Review: Clarkesworld Magazine, Issue 143


Clarkesworld Magazine, Issue 143Clarkesworld Magazine, Issue 143 by Neil Clarke
My rating: 2 of 5 stars

This issue’s stories didn’t really work as well for me as the last few issues have.

Thoughts per story:

The veilonaut’s dream: explorers at a spatial discontinuity explore it for money. Partially a tale of exploitative labor and partly a tale of the stages of grief.

The Anchorite Wakes: There are little hints here and there that something odd is going on. It is all revealed in the last few pages and it’s quite an incredible world hidden from us until that point. Very neat story and ending.

Kingfisher: A metaphor for being unable to let relationships go. It involved such strangeness that I often was left to discard various information about the world is the story because it often made no sense. But I think it worked alright as a metaphor.
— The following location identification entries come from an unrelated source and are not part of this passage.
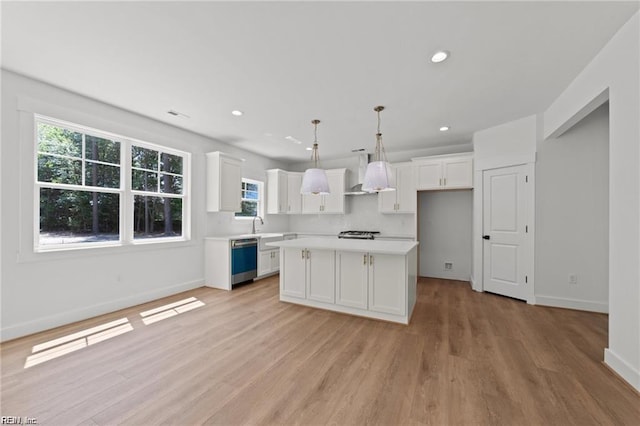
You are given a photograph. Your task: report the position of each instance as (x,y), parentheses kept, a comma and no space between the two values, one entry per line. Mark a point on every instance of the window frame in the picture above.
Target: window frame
(126,193)
(260,200)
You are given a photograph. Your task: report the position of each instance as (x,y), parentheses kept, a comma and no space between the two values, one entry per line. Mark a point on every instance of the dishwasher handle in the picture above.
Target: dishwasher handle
(244,243)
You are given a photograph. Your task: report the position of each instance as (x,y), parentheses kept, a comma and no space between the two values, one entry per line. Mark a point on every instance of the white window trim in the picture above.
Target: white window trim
(126,237)
(261,200)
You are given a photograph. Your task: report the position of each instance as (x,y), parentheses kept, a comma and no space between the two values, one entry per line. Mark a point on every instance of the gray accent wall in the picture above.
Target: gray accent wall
(444,233)
(572,215)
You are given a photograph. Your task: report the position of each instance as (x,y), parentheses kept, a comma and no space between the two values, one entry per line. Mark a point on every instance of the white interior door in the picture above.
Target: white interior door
(504,231)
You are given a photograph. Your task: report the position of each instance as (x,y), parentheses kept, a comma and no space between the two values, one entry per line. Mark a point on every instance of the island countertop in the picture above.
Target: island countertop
(343,244)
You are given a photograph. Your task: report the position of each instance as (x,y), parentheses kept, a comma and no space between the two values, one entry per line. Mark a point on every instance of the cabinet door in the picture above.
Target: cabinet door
(406,192)
(351,279)
(458,173)
(277,186)
(294,182)
(334,202)
(293,282)
(321,275)
(311,203)
(275,260)
(428,174)
(264,262)
(387,284)
(230,185)
(387,200)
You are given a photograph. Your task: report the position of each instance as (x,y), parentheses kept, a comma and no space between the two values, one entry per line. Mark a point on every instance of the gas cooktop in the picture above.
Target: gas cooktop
(360,235)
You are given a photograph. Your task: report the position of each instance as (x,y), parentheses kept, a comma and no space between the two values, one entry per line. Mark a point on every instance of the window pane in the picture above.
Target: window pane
(157,217)
(56,140)
(171,163)
(59,170)
(68,216)
(248,208)
(250,195)
(100,149)
(171,184)
(102,175)
(144,158)
(144,181)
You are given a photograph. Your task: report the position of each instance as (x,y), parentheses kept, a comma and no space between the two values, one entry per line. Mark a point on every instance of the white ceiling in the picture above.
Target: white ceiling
(287,63)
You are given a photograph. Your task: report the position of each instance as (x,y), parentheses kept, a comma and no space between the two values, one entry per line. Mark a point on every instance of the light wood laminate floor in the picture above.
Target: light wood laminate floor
(246,358)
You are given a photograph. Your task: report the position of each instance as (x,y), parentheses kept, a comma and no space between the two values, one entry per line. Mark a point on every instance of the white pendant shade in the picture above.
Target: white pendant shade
(314,182)
(379,177)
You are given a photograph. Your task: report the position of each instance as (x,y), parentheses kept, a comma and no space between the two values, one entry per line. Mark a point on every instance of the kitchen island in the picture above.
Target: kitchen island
(375,279)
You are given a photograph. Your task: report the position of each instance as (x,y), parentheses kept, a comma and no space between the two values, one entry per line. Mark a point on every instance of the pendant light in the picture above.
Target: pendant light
(315,180)
(379,176)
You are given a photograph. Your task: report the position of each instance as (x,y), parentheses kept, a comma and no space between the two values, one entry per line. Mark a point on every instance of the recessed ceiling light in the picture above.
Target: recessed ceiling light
(439,56)
(292,139)
(177,114)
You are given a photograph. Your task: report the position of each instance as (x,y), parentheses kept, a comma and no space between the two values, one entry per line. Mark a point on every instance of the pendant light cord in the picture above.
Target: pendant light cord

The privilege of the happy ending: The author is literally in conversation with the reader in this extremely meta short story. It explores ideas of storytelling and, as per the title, happy endings. It’s quite well-written and reminds me of a fable, if fables got extremely meta.
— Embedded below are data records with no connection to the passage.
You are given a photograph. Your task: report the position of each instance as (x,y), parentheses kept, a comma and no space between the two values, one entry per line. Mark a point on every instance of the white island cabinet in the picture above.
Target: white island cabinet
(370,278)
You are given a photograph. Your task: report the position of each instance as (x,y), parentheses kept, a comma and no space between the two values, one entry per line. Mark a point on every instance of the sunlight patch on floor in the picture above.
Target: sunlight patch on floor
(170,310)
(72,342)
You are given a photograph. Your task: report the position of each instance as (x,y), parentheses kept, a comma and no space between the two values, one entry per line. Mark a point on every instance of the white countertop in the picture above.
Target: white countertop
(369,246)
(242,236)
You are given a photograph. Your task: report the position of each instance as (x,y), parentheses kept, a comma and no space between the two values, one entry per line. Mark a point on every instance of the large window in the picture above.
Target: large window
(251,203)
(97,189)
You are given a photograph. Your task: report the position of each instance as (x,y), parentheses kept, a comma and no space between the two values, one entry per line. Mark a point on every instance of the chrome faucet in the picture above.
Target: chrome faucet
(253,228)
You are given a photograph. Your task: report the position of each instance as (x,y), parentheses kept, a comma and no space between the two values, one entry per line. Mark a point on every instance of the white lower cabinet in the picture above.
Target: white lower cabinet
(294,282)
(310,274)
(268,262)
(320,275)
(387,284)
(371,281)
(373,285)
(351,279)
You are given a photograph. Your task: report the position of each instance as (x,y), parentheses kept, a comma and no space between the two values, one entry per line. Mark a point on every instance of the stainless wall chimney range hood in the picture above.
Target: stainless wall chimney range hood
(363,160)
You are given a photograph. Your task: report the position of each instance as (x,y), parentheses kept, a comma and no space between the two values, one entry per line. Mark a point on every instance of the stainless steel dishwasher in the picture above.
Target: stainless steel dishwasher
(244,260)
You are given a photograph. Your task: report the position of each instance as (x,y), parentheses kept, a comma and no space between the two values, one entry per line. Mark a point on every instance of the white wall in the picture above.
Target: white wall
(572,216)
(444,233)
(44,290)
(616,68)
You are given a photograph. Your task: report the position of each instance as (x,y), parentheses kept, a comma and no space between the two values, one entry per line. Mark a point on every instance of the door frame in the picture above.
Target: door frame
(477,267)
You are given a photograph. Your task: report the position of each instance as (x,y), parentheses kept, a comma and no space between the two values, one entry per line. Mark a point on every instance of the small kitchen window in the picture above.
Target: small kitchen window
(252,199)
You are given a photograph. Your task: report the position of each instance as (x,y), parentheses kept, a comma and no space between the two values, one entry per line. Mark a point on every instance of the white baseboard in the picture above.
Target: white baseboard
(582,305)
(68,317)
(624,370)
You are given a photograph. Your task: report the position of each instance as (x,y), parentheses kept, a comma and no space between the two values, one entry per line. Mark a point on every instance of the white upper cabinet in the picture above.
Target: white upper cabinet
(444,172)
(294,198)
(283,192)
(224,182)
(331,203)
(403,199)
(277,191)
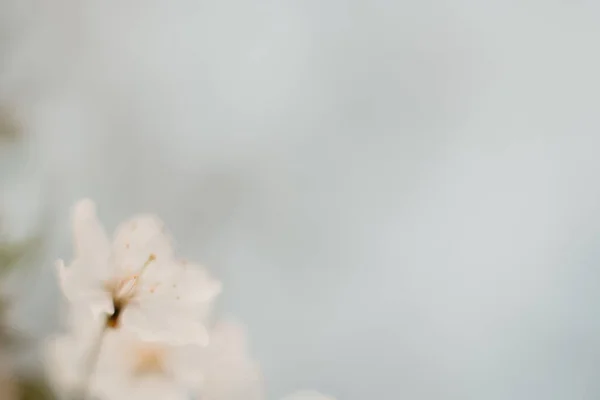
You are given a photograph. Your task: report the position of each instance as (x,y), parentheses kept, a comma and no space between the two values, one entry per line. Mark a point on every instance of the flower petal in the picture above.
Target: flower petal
(307,395)
(82,289)
(228,371)
(139,241)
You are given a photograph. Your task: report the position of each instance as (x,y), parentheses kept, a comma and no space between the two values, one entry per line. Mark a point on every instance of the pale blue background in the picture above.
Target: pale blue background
(401,198)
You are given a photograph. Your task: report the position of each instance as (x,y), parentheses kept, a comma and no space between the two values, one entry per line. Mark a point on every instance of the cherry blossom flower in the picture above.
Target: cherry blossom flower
(228,372)
(120,366)
(136,283)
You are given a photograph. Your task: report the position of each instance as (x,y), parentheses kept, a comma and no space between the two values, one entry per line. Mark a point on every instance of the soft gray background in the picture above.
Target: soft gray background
(401,198)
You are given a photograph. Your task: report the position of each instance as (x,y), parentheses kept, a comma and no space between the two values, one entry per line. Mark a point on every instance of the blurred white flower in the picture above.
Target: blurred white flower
(307,395)
(124,368)
(136,283)
(228,372)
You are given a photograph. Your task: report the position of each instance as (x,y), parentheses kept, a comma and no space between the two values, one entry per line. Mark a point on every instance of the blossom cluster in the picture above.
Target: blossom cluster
(139,321)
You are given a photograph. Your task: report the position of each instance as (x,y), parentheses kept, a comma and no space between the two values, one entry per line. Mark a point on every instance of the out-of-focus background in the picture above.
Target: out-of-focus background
(401,198)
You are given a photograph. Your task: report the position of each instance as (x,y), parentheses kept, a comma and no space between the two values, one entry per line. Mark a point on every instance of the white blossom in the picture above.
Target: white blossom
(136,283)
(307,395)
(117,365)
(228,371)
The Loneliest Ward: a very short story about a nurse who works at a ward where people are becoming comatose in some kind of pandemic. The story is so short, it’s hard to talk about without spoiling anything. But the ending really re-enforces the point.

Yukui!: An interesting take on AI that perhaps takes the slave metaphor to a more subtle place than I’ve often seen in other stories.
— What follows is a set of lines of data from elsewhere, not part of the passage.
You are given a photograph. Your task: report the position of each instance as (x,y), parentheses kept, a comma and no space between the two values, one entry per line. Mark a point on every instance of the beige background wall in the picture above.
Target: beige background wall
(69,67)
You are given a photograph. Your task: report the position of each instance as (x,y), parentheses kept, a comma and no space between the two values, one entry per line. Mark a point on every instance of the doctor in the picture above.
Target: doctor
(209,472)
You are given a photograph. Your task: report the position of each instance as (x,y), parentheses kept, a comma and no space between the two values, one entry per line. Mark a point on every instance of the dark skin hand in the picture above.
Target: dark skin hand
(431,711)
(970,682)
Othermother (annex excerpt): an excerpt for a novel that was turned into a short story for publishing in Clarkesworld. I often say I went to see more of a world and now I can. Some kind of Alien invasion is capturing children and had used an evil psychological plan to do it. Quite horrific.

Non-Fiction:
Mary and the monster: the life of Mary Godwin Shelley: a really neat insight into how Mary Shelley’s life provided the experience to write Frankenstein at such a young age.

Augmentations, assassins, and soundtracks: a conversation with Emily Davenport: Some discussions on generation ships as a genre and how to consider the technological advances in the future.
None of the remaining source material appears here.